Can DeAndre Bembry take the next step in year two?

DeAndre Bembry was a star in college, but a lack of an outside shot could kill his chances of being an NBA regular.

Coach Mike Budenholzer runs one of the most complex systems in the NBA. Though he has only been head coach for a handful of years, a noticeable trend has been that most players play better in year two for Coach Bud. Recent examples are Dennis Schroder, who played sparingly as a rookie, and Tim Hardaway Jr. who struggled to even log minutes in his first year in Atlanta.

Taurean Prince surprised many with his play as a rookie this year. This, along with being the higher pick, has led to DeAndre Bembry being an afterthought to many. However, this kid was still the 21st pick in the draft last year, just two spots behind where the Hawks will be choosing their lone rounder this year, barring a trade. It is essential to keep Bembry in mind for the future of the Hawks.

Bembry was a great player and leader at St. Joes. He won the Atlantic 10 Rookie of the Year award as a freshman, was all-conference first team as a sophomore and was player of the year as a Junior before entering the draft. He made huge strides throughout his college career, which is very encouraging for his future development when you consider how much the Hawks have extracted talent on the wing with what they have been given.

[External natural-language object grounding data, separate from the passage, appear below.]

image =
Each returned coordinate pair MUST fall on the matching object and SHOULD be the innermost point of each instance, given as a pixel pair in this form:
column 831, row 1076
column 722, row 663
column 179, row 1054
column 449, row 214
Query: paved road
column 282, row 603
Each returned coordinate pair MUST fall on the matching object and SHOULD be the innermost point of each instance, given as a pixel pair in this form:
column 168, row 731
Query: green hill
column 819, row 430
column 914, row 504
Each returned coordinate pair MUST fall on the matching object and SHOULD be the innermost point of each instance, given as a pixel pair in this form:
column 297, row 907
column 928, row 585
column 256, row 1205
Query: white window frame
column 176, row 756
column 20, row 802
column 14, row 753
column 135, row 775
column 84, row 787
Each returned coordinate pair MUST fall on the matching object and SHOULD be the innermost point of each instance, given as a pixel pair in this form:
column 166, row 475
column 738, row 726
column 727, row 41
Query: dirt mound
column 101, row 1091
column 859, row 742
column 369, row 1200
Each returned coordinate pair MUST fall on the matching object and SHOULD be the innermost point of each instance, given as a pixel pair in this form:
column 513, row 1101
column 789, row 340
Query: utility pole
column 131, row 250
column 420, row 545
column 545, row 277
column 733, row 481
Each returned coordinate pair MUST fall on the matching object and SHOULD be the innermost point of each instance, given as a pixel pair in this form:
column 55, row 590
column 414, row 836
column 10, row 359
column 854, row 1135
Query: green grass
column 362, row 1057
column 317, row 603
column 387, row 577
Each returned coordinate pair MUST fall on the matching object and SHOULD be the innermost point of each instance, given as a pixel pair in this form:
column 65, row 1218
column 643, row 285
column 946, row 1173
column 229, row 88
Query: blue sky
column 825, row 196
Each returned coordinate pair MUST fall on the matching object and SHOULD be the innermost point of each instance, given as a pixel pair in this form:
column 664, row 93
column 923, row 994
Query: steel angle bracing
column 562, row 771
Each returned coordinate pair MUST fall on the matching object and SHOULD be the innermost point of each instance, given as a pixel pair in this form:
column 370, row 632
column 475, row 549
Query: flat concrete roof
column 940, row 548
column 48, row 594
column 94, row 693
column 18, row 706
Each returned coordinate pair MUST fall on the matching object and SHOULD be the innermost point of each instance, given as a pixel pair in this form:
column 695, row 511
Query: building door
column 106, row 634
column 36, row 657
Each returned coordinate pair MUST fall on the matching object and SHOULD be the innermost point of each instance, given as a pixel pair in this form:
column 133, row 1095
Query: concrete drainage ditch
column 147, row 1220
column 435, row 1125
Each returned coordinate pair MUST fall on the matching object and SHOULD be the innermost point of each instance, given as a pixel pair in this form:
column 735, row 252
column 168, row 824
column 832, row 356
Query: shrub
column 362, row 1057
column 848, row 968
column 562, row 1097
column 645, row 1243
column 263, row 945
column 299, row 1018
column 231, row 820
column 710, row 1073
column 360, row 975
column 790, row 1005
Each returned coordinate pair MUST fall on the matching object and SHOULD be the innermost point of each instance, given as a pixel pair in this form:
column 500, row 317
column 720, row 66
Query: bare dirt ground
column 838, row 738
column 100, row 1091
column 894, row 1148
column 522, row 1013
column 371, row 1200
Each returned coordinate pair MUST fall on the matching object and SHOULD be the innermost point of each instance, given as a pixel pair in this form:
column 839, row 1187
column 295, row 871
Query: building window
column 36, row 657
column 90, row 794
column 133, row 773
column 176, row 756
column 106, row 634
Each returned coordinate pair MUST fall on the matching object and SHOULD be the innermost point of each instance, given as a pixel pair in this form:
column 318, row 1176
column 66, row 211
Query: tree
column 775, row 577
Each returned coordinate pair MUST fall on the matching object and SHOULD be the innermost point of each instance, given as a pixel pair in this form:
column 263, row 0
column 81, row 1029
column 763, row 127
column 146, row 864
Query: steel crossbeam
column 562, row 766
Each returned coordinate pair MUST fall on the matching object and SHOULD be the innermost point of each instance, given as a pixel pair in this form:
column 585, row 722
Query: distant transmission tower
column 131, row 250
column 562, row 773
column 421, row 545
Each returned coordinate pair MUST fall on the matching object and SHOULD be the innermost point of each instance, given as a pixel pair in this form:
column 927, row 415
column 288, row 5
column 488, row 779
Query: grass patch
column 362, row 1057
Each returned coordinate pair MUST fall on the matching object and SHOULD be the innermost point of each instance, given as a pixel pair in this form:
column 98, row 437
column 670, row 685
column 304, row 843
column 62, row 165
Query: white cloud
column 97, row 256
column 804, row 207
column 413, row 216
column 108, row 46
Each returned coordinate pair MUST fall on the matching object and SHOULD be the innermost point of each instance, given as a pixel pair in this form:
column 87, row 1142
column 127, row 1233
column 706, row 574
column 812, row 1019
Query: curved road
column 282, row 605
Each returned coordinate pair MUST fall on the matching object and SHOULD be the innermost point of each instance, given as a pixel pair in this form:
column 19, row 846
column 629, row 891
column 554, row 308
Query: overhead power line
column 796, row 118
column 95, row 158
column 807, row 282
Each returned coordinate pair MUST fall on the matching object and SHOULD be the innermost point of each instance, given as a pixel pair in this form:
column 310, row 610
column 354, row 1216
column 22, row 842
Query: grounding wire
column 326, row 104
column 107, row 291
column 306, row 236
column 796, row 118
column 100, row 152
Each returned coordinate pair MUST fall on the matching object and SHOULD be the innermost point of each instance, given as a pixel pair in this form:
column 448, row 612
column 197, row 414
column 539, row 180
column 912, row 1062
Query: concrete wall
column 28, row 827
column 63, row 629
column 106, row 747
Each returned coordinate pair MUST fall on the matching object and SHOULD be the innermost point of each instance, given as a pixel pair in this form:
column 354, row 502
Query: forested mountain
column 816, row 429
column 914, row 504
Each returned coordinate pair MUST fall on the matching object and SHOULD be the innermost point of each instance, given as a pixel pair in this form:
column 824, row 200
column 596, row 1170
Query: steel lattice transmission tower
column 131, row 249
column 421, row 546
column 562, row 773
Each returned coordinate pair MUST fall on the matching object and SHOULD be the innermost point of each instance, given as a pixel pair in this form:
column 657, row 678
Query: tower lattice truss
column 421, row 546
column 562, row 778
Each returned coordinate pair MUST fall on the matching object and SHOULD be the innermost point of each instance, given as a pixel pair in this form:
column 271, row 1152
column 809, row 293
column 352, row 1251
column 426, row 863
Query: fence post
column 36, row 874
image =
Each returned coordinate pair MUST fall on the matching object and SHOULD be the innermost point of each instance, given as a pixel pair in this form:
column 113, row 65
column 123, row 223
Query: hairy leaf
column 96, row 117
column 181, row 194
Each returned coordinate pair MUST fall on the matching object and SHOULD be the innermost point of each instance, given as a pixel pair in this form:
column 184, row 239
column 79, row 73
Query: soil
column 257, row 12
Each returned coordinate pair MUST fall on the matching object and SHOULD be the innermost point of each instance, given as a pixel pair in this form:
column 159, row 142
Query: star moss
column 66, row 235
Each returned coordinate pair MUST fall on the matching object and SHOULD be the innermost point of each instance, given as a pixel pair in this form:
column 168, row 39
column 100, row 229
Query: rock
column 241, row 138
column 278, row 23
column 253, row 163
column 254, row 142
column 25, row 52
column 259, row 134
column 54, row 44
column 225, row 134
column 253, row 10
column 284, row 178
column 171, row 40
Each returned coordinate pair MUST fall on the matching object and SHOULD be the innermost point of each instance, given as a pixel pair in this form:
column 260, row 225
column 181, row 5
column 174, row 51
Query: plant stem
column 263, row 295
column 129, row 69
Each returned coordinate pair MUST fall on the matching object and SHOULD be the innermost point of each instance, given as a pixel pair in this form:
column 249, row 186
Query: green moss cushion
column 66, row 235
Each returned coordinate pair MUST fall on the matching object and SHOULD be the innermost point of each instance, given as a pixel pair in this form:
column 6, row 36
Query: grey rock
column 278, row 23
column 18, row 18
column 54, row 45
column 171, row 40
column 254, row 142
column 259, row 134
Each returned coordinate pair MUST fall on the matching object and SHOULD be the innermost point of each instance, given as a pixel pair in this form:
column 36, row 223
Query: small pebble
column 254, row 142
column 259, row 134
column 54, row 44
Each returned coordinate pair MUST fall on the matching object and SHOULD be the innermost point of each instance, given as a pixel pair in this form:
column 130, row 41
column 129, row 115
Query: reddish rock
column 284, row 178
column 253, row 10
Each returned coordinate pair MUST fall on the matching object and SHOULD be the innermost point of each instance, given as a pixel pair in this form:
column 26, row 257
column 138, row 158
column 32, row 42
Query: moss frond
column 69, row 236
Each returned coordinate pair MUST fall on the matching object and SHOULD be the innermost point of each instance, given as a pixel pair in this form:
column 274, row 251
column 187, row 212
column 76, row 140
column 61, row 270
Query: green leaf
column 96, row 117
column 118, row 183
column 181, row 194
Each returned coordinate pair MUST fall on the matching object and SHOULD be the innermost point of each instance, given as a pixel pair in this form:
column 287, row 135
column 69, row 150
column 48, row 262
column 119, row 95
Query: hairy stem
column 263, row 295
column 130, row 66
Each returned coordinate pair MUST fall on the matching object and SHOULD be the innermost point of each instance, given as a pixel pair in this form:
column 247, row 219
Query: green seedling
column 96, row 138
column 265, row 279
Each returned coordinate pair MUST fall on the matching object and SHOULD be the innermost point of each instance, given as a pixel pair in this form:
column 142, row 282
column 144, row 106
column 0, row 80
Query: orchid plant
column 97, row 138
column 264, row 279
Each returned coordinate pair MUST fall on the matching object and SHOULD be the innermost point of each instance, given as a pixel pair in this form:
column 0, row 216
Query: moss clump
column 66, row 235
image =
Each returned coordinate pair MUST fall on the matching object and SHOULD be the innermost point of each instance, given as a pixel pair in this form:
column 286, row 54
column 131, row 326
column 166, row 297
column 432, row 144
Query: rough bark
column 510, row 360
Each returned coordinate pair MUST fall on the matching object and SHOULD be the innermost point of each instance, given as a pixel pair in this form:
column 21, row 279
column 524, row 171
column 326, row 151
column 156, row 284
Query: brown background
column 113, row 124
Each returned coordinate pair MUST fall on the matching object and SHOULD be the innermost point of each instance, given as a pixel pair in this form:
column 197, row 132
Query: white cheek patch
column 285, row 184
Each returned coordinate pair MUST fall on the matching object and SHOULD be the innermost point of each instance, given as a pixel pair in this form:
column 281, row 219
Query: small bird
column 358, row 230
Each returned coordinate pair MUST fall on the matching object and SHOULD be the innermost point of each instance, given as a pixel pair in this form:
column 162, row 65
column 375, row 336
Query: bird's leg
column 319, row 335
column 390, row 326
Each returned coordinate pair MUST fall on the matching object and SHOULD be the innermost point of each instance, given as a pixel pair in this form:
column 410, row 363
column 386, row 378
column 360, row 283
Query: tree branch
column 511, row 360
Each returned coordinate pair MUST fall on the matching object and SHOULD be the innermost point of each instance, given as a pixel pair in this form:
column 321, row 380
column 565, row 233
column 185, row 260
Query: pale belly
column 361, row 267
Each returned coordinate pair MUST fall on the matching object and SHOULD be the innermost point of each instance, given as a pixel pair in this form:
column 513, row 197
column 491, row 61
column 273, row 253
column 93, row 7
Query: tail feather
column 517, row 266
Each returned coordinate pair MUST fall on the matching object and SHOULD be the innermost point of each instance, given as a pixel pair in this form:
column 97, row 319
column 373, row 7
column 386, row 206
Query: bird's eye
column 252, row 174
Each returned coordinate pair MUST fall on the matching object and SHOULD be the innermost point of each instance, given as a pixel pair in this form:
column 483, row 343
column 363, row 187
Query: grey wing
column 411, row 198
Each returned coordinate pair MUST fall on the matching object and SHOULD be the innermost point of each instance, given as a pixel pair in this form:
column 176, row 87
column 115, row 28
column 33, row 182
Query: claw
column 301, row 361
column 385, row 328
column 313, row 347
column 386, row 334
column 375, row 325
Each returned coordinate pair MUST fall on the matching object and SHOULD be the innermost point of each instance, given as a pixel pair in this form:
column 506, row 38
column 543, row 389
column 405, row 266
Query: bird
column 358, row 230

What makes Bembry enticing for the Hawks going forward is his versatility, offensively and defensively. The Hawks are going to be tight on cap space, and with Thabo Sefolosha hitting free agency and no clear option at backup point guard, Bembry may have a shot at an increased role in year two with the Hawks.He plays like a Hawk. He is unselfish, tries to take the easy shot at the hoop, and plays great defense.

Bembry is a really smart basketball player, but his lack of an outside shot is a serious reason for concern going forward. In today’s NBA it is essential for players to have a nice stroke, even for big men. Bembry regressed as an outside shooter every year in college. He only made one three pointer on eighteen tries in his rookie year. While he will likely fit in the system well after suffering from a learning curve his rookie year, it will be hard to stay in the rotation shooting at a clip like that. If the Hawks see Bembry as a big part of their future, consistent playing time will be key in year two. As of now, the sample size is simply too small to jump to any conclusions, so Bembry’s development will be a waiting game for Hawks fans.